Uma das primeiras críticas ao projeto
do novo CPC foi a de que uma grande reforma por setores seria mais recomendável
que a elaboração de um novo código. O senhor considera que seria possível
inserir uma nova principiologia e, sobretudo, uma ideologia de equilíbrio entre
ampla defesa e razoável duração do processo por esse método de reforma?
Até agora, o CPC de 1973 veio sendo
reformado por setores e por etapas, e chegamos ao que temos. O risco de
reformas parciais, pontuais no Código é o de se criarem antinomias. Como cada
uma das microrreformas segue princípios próprios, isso permite a existência de
disposições contraditórias, às vezes incompatíveis. Espera-se que um projeto de
um novo Código tenha condições de evitar tais problemas.
Quais pontos do texto do anteprojeto
o senhor poderia destacar como inovações de impacto para o processo civil
brasileiro?
Penso que o que há de mais importante
é a principiologia do projeto. É um projeto que muda o foco do processo, que
passa a dar ênfase aos direitos das partes. Já mencionei o dever de os juízes
observarem a jurisprudência, evitando oscilações injustificadas, bem a
necessidade de haver maior cuidado quando da fundamentação da decisão judicial.
Esse ponto, particularmente, vem nos chamando a atenção há muitos anos.
Tornou-se "lugar comum", hoje, fundamentar a decisão judicial em
princípios jurídicos para se realizar qualquer tipo de julgamento, ainda que
existentes regras precisas a respeito. E, ao se fundamentar a decisão judicial
em princípios, há a necessidade de se justificar desde a existência do
princípio, até o porque de sua incidência no caso, o modo de incidência etc.
Hoje, não raro, as decisões judiciais limitam-se a mencionar um valor jurídico
(por exemplo, dignidade da pessoa humana) como se isso bastasse para se tomar
uma opção por esse ou aquele resultado. Há risco de decisões arbitrárias, e
essa confusão deve ser evitada. Algo parecido é previsto em relação às chamadas
cláusulas gerais, textos legais com conceitos vagos ou indeterminados etc. Há,
também, toda uma preocupação em observar-se o contraditório efetivo, impedindo
que o juiz use em sua decisão algum fundamento com surpresa para as partes.

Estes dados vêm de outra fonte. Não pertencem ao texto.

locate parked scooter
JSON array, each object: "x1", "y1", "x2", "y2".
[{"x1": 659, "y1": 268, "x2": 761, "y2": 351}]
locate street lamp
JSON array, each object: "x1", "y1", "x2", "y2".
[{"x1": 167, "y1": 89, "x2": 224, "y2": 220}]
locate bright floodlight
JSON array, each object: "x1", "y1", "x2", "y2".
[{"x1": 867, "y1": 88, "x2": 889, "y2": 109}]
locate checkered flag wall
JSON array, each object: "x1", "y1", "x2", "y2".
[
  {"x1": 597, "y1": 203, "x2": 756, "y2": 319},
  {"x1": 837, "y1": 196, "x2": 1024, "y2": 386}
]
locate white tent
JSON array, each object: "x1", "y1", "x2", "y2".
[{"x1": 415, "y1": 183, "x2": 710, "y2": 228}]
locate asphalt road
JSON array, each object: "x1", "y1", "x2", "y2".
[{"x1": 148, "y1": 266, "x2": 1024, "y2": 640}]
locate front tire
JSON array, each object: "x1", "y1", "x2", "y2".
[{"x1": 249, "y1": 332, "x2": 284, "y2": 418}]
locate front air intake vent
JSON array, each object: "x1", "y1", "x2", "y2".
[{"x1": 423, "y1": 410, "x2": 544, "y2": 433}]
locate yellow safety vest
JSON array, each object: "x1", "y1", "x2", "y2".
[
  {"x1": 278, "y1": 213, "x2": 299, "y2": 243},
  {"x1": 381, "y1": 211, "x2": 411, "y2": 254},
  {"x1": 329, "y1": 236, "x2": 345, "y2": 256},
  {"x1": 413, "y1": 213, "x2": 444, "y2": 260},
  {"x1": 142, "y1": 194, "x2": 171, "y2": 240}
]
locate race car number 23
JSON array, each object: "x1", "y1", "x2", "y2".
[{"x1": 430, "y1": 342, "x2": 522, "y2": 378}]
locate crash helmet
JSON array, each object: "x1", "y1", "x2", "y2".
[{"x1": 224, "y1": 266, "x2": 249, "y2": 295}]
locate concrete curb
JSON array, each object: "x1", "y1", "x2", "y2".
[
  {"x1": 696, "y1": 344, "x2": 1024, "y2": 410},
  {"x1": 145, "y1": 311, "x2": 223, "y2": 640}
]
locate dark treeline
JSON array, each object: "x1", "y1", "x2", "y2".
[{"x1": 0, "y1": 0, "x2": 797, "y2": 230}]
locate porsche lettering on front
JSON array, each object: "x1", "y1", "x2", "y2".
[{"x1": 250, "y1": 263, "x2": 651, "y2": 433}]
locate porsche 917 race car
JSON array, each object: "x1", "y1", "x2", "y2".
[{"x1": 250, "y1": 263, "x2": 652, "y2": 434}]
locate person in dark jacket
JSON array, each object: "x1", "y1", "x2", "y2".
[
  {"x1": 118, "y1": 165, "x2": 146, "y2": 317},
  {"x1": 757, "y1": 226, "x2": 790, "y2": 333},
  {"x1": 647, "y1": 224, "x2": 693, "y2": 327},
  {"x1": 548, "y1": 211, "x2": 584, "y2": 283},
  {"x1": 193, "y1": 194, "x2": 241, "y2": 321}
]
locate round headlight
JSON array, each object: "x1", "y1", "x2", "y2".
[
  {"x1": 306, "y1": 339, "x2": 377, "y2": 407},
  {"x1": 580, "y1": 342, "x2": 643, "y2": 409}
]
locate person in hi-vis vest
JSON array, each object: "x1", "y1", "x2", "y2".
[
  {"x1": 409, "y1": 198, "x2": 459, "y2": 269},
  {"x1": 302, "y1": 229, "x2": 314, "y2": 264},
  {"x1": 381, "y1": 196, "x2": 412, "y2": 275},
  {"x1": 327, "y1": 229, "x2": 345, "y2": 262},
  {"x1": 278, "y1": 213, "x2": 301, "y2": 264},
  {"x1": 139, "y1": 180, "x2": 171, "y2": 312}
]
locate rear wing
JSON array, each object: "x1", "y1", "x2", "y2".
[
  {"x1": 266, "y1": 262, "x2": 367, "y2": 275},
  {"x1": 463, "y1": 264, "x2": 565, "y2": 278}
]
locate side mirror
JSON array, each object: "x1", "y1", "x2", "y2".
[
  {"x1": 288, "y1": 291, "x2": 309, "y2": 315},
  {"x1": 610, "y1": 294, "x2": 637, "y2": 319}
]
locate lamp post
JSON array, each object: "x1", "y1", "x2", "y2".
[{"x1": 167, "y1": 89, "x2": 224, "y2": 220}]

Aliás, o dever de cooperação - por muitos visto como algo que existe apenas das
partes para com o juiz - deve ser observado também do órgão judicial para com
as partes. Assim, por exemplo, deve o Poder Judiciário possibilitar às partes a
correção de vícios de atos processuais, com o intuito de se analisar o mérito,
isto é, o pedido, e se resolva efetivamente o litígio.
O texto do anteprojeto sofreu
alterações substanciais ao longo do processo legislativo? Quais delas o senhor
poderia destacar como oportunas e inoportunas?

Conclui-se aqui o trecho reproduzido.